Joseph Eugene Batten (January 23, 1972 – July 29, 2008), a video game programmer, murdered his estranged wife Melissa Brooks Batten (March 2, 1972 – July 29, 2008), also a software development engineer, in Redmond, Washington, United States. She had taken out an order of protection against her husband on July 21, eight days before he murdered her.

Biography

Early lives and education
Melissa Brooks Batten, the victim, was a Harvard Law graduate. Joseph Batten was born January 23, 1972, in Parkersburg, West Virginia. Joseph got his mathematics degree from Marshall University.

Careers
Melissa worked as a public defender in North Carolina from 2000-2002, handling domestic cases. At the time, she worked for the Mecklenburg County, North Carolina Public Defender's Office. Melissa moved to Washington state in 2002, and soon after got a job at Microsoft Game Studios, where Joseph was already working as a video game programmer. Melissa earned credits on Halo 3 and Gears of War as a Software Development Engineer in Test, and was working in support of Xbox 360 developer Rare. Joseph later worked at Wizards of the Coast as a Senior Project Manager. Joseph was also the head of the Gleemax project; on July 28, 2008, Wizards announced that they were shutting down Gleemax to concentrate on Dungeons & Dragons Insider.

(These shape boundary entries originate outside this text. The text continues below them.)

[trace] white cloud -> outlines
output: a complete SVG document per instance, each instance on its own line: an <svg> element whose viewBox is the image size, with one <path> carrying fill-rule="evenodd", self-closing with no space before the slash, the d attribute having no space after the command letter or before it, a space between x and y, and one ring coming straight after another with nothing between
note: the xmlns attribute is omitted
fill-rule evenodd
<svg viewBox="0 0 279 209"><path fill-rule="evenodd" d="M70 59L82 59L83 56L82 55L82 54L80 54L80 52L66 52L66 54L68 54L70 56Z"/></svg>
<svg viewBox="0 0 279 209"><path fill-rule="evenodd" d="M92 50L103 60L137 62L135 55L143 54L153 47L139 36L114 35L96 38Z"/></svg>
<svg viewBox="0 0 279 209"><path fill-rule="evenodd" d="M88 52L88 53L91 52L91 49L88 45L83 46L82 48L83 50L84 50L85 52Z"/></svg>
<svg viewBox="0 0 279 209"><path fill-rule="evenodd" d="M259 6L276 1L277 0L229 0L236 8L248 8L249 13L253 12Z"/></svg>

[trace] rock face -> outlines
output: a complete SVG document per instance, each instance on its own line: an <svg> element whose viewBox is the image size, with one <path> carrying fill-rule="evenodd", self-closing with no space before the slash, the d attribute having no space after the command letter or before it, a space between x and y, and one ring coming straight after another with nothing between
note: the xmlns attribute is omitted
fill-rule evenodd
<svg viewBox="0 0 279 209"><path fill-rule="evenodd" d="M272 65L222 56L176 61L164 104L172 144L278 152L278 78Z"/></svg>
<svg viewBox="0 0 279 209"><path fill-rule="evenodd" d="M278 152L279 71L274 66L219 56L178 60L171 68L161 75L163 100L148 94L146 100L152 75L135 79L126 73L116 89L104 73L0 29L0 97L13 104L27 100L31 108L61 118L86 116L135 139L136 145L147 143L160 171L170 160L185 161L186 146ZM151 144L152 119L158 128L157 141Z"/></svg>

The Battens lived together in Kent, Washington.

Murder-suicide
On June 5, 2008, after finding out about an affair Melissa had, Joseph confronted her and at one point he pointed a gun at her, and then at his own head. Melissa moved into a friend's apartment in Redmond, Washington, soon after, but he found out where she was living. A mutual friend persuaded him to sell his .22-caliber handgun back to the dealer, but he later bought two more guns, a .357 Smith & Wesson revolver and a 9-millimeter Taurus semiautomatic. Joseph broke into her workplace at Microsoft on July 16 while she was out of town, and was banished from the campus after he was caught by security guards. Melissa told police that he called her more than 20 times on July 19 and 20. Melissa got a protection order against Joseph on July 21, which said he could not come within 100 yards of her, and was served to him on July 25. She was in the process of filing for divorce.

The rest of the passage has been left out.